Marking Dashami, colorful processions were brought out from temples and makeshift puja mandaps and later Devi idols were immersed in nearby rivers, ponds or water-bodies.

Bijaya Dashami is a bittersweet day as goddess Durga and her children are taken out of their earthly abode or the pandal for Bisarjan or immersion in the river.

This indicates her return to Mount Kailash. Devotees often shout "Aschhe bochhor abar hobe" (Durga Puja will return the next year again).

In the past, the idols were carried on bamboo structures. However, nowadays the idols are transported in trucks or pickup vans to riverbanks and then they are placed in a boat and taken to the middle of the river for immersion.

After immersion of idols, young members of the family touch the feet of the elders to seek blessings. Some hugged each other (kolakuli). Sweets such as Chomchom, Kalojam, Sandesh, Narkeler Naru (mounds made of coconut and jaggery) were distributed.

In Dhaka, the main Puja Mandaps were at Dhakeshwari National Temple, Ramkrishna Mission and Math, Kalabagan, Banani, Shakhari Bazar and Ramna Kali Mandir.

In major divisional cities including port city Chattogram, Narayanganj, Rajshahi, Khulna and Sylhet and district towns including Faridpur, Dinajpur, Jashore, Kushtia, Netrakona, Tangail, Satkhira also witnessed massivecelebration of Durga Puja.

On Monday, Maha Nabami, the fourth-day of Sharadiya Durga Puja, was celebrated with offering Puja, Anjali, daily bhog, sacrificing vegetables and fruits and dhunuchi nach (dance competition).

Temples and makeshift pandals saw massive gathering of devotees and visitors as Nabami is the last night of Sharadiyo Navaratri or Sharadiya Durgotsab.

Navami Puja typically follows a specific sequence, involving the recitation of mantras and the offering of various items, such as fruits, sweets, incense and lamps.

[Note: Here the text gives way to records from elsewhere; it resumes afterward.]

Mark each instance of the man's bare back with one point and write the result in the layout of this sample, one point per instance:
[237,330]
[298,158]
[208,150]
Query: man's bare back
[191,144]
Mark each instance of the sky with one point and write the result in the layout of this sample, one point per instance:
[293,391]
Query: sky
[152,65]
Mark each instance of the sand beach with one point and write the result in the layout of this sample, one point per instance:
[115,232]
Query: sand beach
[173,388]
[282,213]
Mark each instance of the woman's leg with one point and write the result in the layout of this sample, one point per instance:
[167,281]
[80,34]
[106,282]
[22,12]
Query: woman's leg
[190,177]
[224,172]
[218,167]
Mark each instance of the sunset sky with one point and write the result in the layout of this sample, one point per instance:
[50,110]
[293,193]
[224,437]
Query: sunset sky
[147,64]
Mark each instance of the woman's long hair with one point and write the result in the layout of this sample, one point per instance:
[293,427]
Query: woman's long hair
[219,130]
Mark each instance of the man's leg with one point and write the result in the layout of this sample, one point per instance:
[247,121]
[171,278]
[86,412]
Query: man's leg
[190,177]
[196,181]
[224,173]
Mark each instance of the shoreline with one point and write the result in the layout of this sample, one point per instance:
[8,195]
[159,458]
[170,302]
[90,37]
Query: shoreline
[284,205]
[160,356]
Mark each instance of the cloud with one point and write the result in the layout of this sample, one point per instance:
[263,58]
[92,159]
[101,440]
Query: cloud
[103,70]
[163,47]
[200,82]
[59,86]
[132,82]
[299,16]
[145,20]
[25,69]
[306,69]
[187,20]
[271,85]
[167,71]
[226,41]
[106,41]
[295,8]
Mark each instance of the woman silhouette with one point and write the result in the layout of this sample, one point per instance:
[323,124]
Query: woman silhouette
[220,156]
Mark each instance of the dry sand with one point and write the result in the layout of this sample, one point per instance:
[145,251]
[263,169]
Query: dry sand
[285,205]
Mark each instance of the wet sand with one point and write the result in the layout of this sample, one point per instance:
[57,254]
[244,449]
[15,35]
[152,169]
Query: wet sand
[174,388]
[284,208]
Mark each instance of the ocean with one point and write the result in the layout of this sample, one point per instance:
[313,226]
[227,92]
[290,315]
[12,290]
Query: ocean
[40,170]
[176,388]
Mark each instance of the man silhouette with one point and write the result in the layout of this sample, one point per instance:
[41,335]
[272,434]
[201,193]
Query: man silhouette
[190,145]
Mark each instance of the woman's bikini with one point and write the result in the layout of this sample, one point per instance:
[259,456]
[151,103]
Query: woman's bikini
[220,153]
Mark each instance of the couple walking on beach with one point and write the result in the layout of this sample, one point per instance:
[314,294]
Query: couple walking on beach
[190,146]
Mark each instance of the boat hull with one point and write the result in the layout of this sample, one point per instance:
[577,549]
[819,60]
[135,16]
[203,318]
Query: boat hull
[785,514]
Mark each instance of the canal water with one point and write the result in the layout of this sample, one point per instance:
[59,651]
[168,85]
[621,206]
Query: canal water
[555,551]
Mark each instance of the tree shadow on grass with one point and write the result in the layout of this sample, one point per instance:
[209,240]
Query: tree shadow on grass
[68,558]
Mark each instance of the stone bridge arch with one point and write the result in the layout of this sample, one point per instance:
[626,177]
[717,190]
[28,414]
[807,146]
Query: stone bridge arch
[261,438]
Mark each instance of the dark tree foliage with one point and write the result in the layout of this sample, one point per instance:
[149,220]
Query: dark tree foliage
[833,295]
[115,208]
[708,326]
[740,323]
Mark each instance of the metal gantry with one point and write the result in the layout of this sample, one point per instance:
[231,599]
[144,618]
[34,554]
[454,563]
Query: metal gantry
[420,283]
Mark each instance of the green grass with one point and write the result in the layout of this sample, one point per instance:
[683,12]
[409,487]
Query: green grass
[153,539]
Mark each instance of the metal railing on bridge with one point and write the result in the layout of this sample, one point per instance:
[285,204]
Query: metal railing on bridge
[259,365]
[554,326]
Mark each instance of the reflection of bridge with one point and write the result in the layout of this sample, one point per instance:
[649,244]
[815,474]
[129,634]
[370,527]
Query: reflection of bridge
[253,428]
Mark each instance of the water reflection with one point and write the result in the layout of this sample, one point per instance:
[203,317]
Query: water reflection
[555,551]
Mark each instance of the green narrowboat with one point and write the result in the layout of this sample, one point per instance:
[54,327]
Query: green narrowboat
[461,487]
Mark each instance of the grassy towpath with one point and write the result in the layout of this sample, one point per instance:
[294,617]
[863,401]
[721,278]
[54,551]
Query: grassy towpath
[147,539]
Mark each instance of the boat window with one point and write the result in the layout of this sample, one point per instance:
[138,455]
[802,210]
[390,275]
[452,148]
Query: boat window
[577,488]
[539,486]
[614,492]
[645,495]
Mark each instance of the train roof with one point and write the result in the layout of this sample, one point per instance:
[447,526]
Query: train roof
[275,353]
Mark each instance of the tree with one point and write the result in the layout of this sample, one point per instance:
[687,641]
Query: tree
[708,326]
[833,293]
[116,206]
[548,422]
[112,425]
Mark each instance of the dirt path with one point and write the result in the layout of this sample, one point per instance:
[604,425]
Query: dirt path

On Sunday, Maha Ashtami, the third day of five-day Sharadiyo Durga Puja, was celebrated amid different rituals including offering of Anjali, Kumari and Sandhi Puja at temples since morning. In the morning, Goddess Durga was offered Puja followed by offering anjali by devotees and distribution of prashad among them at temples and makeshift pandals across the country including the capital.

Kumari Puja was held in some traditional temples in Dhaka, Chattogram and other parts of the city.

On Saturday, Maha Saptami, the second day of the five-day Sharadiya Durga Puja, was celebrated in befitting manner as temples and makeshift mandaps witnessed huge devotees and visitors while beautifully crafted idols of Goddess Durga was installed formally on the first day of Maha Shasthi on Friday.

Temples and mandaps were illuminated and decorated gorgeously marking the puja as some puja pandals were portrayed in different themes signifying different aspects of life and religious stories.

Bangalee Hindus might have a plethora of festivals (Baaro Maaashe Tero Parbon or 13 festivals in 12 months) but Sharadiya Durgotsab remains the largest.

Durga Puja is being celebrated at 32,408 mandaps across the country this year including 245 in the capital, according to Bangladesh Puja Udjapan Parishad (BPUP).

BPUP General Secretary Prof Chandranath Poddar said the country saw Durga Puja celebration at 32,168 mandaps including 241 in the capital last year.

Stringent security measures were ensured across the country during the celebration of Durga Puja to avert any untoward situation.